Where is the money? Erdogan feels the heat over foreign reserves drain

Turkey’s government goes on the defensive as the main opposition presses for answers on how the central bank ended up with negative reserves.

Turkey’s main opposition has mounted an emphatic campaign calling the government to account on why the central bank burnt through $128 billion in foreign reserves in “back-door” hard currency sales that began in early 2019, when President Recep Tayyip Erdogan’s son-in-law presided over the economy. The campaign has forced Erdogan on the defensive, raising a slew of questions about the legality of the sales and who benefitted the most from them.

The issue is grave not only because of the pathetic state of the central bank reserves today, but also the huge profiteering that might have taken place in the sales.

Back in July 2020, Al-Monitor reported that Turkey’s central bank had come to rely on “peg legs” to fix its reserve numbers after selling about $70 billion in foreign reserves via public banks amid the slump of the Turkish lira. The bank’s database shows that the sum reached $128 billion by Nov. 6, when Treasury and Finance Minister Berat Albayrak resigned under controversial circumstances. Albayrak, who is married to Erdogan’s eldest daughter, has been away from the public eye since then.

Hard currency transactions to ensure market stability are part of the job of central banks but, needless to say, they require transparency.
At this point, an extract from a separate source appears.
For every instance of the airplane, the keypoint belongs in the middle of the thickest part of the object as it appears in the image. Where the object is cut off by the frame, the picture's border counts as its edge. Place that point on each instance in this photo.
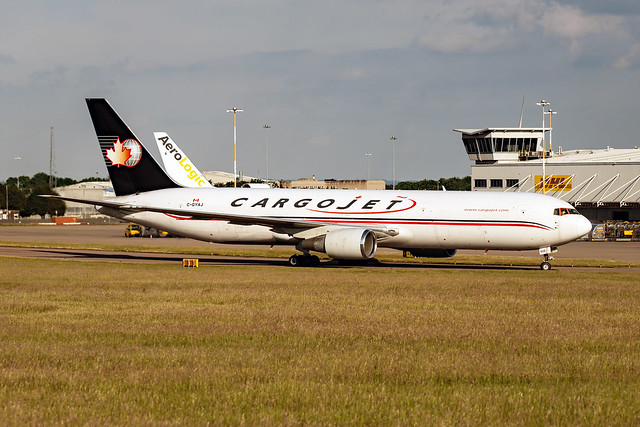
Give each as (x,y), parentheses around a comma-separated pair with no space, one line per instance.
(176,163)
(344,224)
The records of the Turkish central bank’s buying and selling auctions until 2016 are available on the bank’s website. In contrast, the sales that began in February 2019 have been opaque and indirect — via the treasury and public banks — or “through the back door,” as some economists describe them.
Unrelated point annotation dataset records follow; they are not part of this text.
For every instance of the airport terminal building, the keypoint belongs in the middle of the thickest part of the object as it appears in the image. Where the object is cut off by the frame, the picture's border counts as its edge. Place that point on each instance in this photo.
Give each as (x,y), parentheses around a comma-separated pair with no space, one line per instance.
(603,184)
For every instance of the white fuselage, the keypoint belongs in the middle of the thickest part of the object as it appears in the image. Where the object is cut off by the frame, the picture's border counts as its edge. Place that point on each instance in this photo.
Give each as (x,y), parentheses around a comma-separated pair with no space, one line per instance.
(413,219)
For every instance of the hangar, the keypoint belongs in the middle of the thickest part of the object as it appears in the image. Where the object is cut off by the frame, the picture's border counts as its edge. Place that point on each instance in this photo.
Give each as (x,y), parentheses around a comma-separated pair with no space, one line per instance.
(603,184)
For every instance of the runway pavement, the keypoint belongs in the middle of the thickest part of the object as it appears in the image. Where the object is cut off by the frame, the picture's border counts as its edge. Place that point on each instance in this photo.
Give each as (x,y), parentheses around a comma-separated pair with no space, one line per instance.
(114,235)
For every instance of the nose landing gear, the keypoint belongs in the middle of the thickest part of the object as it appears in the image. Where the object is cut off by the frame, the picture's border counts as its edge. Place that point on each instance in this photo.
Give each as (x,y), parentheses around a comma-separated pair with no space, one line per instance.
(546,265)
Questions over the sales increased after the central bank’s new governor, Naci Agbal, assumed his post in November. Durmus Yilmaz, a former central bank governor who is now a lawmaker for the opposition Good Party, could not hide his dismay during a parliamentary session in December. “I worked at the central bank for 35 years. I’ve seen hard currency shortages and even foreign reserves next to zero, but never have I seen or heard of negative reserves,” he said. The bank has to shed light on its foreign exchange sales, he urged, calling on Agbal to conduct a retrospective inspection. “Who made the decision for those sales? How much foreign exchange was sold? To which parties and at what price?” he asked, but his questions remained unanswered.

The issue flared up anew in mid-February as the main opposition Republican People’s Party (CHP) launched a campaign on social media, titled, “Where is the son-in-law? Where are the $128 billion?”
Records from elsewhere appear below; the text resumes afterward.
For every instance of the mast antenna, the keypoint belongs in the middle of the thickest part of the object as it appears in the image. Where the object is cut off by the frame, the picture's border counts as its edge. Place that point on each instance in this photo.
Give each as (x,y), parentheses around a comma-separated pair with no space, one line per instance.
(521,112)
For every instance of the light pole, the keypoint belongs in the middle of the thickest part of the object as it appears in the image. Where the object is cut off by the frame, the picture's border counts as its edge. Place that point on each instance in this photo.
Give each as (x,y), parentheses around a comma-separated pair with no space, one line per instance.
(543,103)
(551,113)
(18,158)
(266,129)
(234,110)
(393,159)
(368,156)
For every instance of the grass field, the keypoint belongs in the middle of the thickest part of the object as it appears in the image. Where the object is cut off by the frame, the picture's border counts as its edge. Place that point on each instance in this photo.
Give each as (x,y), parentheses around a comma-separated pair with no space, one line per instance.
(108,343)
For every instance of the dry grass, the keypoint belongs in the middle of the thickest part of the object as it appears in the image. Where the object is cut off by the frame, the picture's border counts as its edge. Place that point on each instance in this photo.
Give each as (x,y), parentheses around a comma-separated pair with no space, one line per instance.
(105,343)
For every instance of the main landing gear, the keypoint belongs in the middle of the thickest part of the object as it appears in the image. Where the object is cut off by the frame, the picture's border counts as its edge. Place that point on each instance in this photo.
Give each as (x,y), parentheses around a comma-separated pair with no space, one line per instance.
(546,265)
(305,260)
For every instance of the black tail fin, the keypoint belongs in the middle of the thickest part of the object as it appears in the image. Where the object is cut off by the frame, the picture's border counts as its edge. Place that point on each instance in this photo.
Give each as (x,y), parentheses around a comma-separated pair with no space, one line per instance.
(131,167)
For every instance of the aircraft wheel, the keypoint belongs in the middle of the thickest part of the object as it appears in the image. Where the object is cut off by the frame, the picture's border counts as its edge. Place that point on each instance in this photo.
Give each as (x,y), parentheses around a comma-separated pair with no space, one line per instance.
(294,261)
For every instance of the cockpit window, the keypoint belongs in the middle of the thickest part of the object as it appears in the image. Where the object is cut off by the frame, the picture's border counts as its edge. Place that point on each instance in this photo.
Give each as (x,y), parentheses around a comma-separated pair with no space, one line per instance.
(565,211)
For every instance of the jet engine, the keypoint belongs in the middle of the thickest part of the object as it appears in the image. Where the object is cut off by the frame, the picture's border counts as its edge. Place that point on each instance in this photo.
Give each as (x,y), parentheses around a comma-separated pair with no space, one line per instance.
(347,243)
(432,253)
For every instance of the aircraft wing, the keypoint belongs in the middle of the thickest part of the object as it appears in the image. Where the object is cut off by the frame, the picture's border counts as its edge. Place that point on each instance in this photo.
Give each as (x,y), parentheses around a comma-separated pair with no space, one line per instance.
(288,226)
The campaign has reverberated strongly with the public, forcing Erdogan on the defensive. Speaking at a gathering of his party Feb. 22, Erdogan argued that the central bank’s foreign reserves had actually increased under his 18-year rule, reaching $132 billion at one point and standing at $95 billion at present. He went on to praise Albayrak, crediting him with steps of “historical importance” to strengthen the Turkish economy. Albayrak’s replacement, Lutfi Elvan, was also quick to defend his predecessor, denouncing the CHP’s “unfair and base discourse” against him.

More importantly, Erdogan acknowledged the foreign exchange sales, though he defended them as proper. “Neither the foreign exchange has vaporized nor any abuses, unfair profits or legal and moral irregularities have taken place,” he said.

Still, the sales remain dubious and require judicial action to ascertain their legality. Moreover, suspicions are rife that the sales — conducted through means other than transparent auctions — have resulted in huge gains for some buyers. How? By selling them dollars below the market price. If a dollar was sold for 6.5 Turkish liras while the market price was 7.5 liras, for instance, a one-lira advantage per dollar would mean a profiteering of 128 billion liras ($17.75 billion) in total.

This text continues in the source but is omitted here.